DOME: Improving Signal-to-Noise in Stochastic Gradient Descent via Sharp-Direction Subspace Filtering

TL;DR

This work addresses the fact that stochastic gradients in deep networks exhibit persistent high-variance directions aligned with Hessian outliers, which can inflate gradient norms without aiding long-horizon descent. It introduces DOME, an online method that builds a nuisance subspace from the centered gradient covariance using a streaming power method and then filters gradients by projecting away this subspace before applying the optimizer. The approach provides a first-order surrogate for sharp directions, demonstrates that removing nuisance components does not degrade and can even improve learning, and shows notable gains in high-noise or heavily compressed settings.

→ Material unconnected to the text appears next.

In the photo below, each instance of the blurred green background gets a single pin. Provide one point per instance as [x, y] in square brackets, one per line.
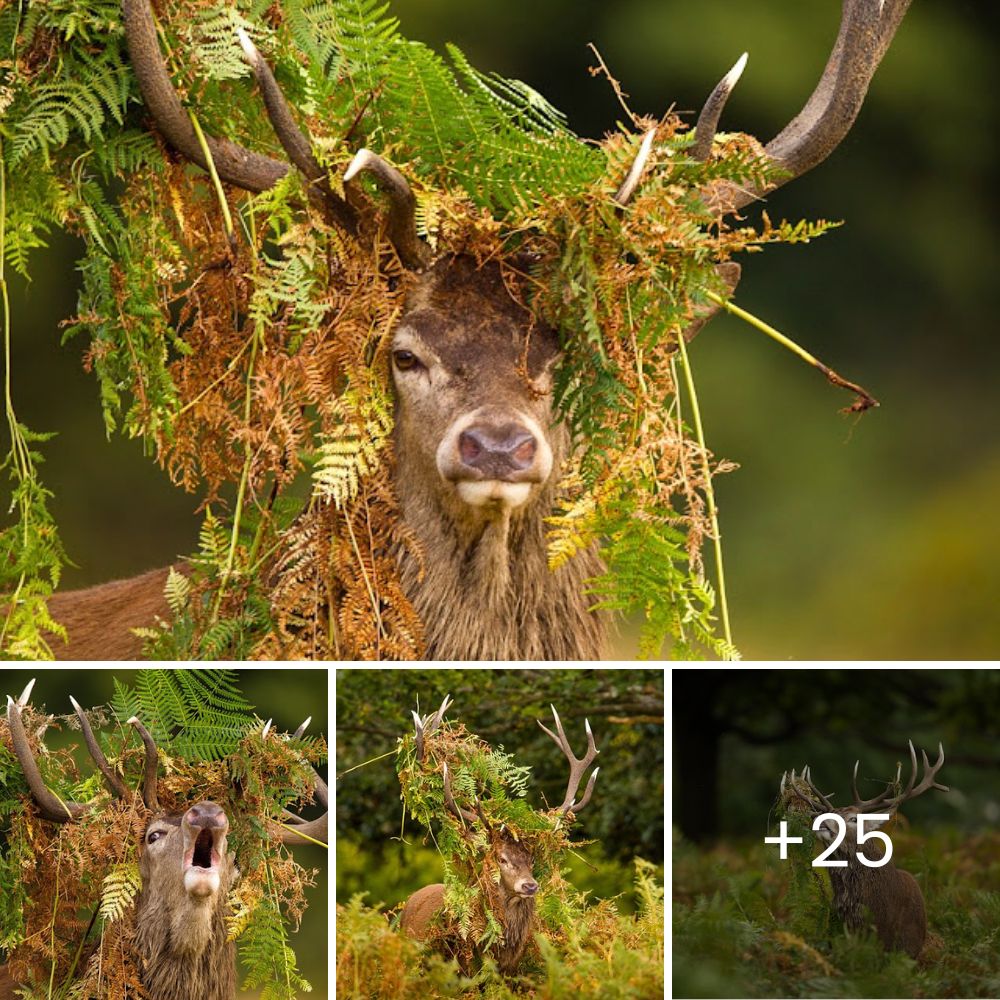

Practically, DOME enhances gradient signal-to-noise, enabling more robust compression, privacy-preserving training, and potential benefits for continual learning, without modifying the underlying loss or descent directions.

Abstract

Stochastic gradients for deep neural networks exhibit strong correlations along the optimization trajectory, and are often aligned with a small set of Hessian eigenvectors associated with outlier eigenvalues. Recent work shows that projecting gradients away from this Hessian outlier subspace has little impact on optimization, despite capturing a large fraction of gradient variability. Since computing the Hessian is intractable in practice, we introduce a principled first-order characterization of the nuisance subspace based on the covariance of stochastic gradients, and propose an efficient method to estimate it online. We show that removing this subspace also has little impact on optimization, and yields practical benefits for applications sensitive to gradient signal-to-noise ratio such as gradient compression.

Figures (10)

• Figure 1: Impact of filtering on training dynamics on CIFAR-10 when training a ResNet-8 with SGD, $lr=0.1$ and a batch size of 16 for 50 epochs. Left: Training loss as a function of epochs for the unfiltered optimizer and its filtered counterpart. Center: Average fraction of gradient norms lying in the dominant subspace (before applying filtering for the filtered version). Right: Top-1 accuracy as a function of epochs. Shaded areas indicate $99\%$ bootstrap confidence intervals over 5 random seeds.
• Figure 2: Impact of filtering on training dynamics on TinyImageNet when training a ResNet-18 with SGD, $lr=0.1$, and a batch size of 64 for 50 epochs. Left: Training loss as a function of epochs for the unfiltered optimizer and its filtered counterpart. Center: Average fraction of gradient norms lying in the dominant subspace (before applying filtering for the filtered version). Right: Top-1 accuracy as a function of epochs. Shaded areas indicate $99\%$ bootstrap confidence intervals over 5 random seeds.
• Figure 3: Compression tolerance. Test accuracy versus compression rate for Adam and DOME-filtered Adam using random Gaussian projection sketches, on MNIST with a ResNet-8. Training proceeds for 50 epochs with batch size 128. Curves report means over 5 runs; shaded regions indicate 95% bootstrap confidence intervals.
• Figure 4: Impact of the nuisance subspace dimension. Test accuracy for Adam and DOME-filtered Adam under a fixed compression rate $d/m=10^3$ for varying subspace rank $k$, on MNIST with a ResNet-8. Curves report means over 5 runs; shaded regions indicate 95% bootstrap confidence intervals.
• Figure 5: Centered covariance spectrum. Eigenvalue spectrum of the centered gradient covariance after training for 10 epochs on CIFAR-10 with batch size 128. The first dotted line is at rank $C=10$ and the second at rank $C^2=100$.